Reason 4: You have no dedicated service pages

This is the most common structural problem we find. All your services are on one page, or worse, crammed into a single paragraph on the homepage. Google can only rank one URL for each search query. If "kitchen renovation" and "bathroom renovation" are both on the same page, you're competing with yourself and ranking for neither.

Fix: Give every service its own page with a keyword-rich URL, title, and 300+ words of specific copy. /services/kitchen-renovation and /services/bathroom-renovation can both rank independently.

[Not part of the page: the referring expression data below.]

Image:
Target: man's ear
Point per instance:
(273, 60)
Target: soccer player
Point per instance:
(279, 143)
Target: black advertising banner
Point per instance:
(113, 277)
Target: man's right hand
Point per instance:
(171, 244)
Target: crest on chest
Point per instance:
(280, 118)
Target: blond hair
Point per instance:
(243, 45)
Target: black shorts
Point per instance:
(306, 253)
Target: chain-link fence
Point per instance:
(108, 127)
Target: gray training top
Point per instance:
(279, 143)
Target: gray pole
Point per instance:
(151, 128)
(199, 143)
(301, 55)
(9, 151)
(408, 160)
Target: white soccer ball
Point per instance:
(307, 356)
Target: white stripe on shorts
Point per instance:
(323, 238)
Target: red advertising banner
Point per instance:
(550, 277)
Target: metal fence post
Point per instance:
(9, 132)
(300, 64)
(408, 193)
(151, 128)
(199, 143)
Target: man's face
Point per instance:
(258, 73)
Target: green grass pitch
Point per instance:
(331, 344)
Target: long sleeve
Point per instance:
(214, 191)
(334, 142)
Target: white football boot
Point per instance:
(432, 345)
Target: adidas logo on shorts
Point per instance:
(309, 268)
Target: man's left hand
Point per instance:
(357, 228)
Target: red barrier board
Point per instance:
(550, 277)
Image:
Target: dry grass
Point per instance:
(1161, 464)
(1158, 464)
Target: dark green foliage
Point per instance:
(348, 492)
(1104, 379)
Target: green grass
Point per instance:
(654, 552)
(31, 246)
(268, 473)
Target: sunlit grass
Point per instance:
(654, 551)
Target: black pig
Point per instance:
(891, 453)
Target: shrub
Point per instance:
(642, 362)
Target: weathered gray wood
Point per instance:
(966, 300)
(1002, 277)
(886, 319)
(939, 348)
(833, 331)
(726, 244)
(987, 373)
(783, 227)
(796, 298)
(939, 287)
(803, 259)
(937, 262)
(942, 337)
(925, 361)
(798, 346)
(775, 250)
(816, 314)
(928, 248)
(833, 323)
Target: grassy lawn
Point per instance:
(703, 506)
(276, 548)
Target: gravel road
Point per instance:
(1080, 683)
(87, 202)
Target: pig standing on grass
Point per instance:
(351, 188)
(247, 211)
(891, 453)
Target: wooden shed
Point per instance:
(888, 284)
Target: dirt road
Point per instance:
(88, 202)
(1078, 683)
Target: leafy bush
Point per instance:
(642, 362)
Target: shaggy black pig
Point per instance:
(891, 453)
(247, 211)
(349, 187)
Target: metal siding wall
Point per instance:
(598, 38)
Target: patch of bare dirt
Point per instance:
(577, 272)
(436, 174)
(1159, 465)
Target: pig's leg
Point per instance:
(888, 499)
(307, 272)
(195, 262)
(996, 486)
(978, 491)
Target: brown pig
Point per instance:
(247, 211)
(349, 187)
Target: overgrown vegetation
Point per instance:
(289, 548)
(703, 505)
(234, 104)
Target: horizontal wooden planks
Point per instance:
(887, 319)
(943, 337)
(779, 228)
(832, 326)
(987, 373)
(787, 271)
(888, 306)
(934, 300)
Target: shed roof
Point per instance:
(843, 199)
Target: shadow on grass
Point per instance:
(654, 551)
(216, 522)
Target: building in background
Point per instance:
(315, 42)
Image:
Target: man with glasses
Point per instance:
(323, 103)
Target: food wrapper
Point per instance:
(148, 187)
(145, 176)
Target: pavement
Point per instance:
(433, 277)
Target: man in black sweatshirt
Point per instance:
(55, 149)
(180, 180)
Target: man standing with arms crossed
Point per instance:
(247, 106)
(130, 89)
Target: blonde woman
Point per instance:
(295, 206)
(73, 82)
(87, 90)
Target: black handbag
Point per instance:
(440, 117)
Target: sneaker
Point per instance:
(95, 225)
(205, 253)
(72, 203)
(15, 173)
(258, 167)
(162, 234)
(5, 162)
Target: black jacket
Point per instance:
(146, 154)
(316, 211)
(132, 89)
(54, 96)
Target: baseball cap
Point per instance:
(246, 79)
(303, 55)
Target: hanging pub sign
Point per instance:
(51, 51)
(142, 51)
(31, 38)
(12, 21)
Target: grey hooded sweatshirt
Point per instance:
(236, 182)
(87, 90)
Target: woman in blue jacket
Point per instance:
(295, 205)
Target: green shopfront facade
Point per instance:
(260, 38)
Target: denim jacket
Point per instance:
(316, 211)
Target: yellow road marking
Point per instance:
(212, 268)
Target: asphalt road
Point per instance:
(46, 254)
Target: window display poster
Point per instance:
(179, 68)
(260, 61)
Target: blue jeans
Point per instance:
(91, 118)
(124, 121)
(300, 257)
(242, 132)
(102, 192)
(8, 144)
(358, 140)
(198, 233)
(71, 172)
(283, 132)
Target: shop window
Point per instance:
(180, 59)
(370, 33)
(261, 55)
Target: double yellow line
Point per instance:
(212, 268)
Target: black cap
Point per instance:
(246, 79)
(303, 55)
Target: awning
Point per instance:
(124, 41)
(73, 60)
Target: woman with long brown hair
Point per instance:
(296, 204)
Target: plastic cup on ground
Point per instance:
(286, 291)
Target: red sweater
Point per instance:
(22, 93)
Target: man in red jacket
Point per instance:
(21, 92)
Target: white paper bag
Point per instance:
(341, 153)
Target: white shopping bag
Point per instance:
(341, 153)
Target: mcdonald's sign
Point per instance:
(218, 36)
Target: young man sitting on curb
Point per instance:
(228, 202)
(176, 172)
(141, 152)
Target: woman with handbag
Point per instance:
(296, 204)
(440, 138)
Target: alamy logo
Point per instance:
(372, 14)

Reason 5: Your site has no local SEO signals

If you serve a specific geographic area, you need to tell Google that clearly. This means your address in the footer, a Google Business Profile that's verified and complete, and LocalBusiness JSON-LD schema on your homepage.

Without these, Google has no reason to show you for "[service] near me" or "[service] [city]" searches — even if you've been serving that area for 20 years.

Fix: See our complete guide to local SEO for small businesses and our Google Business Profile setup walkthrough.

Reason 6: Your site is too slow

Google uses page speed as a ranking factor, especially on mobile. A site that takes more than 3 seconds to load will rank lower and convert worse than a fast one. Test yours at PageSpeed Insights (pagespeed.web.dev).

Fix: The most common culprits are uncompressed images, too many plugins (WordPress), and cheap hosting. Compress all images to WebP, delete unused plugins, and consider a CDN or faster host.

Reason 7: You have no content

Google rewards websites that demonstrate expertise and depth. A 5-page brochure site tells Google very little about who you are and what you know. Competitors with blogs, detailed service pages, and FAQ sections have far more surface area for Google to find and rank.

Fix: Start a blog. Even 4–6 posts per year targeting specific questions your customers search ("how much does X cost in [city]", "X vs Y", "what to look for when hiring X") can dramatically expand your organic reach over 12 months.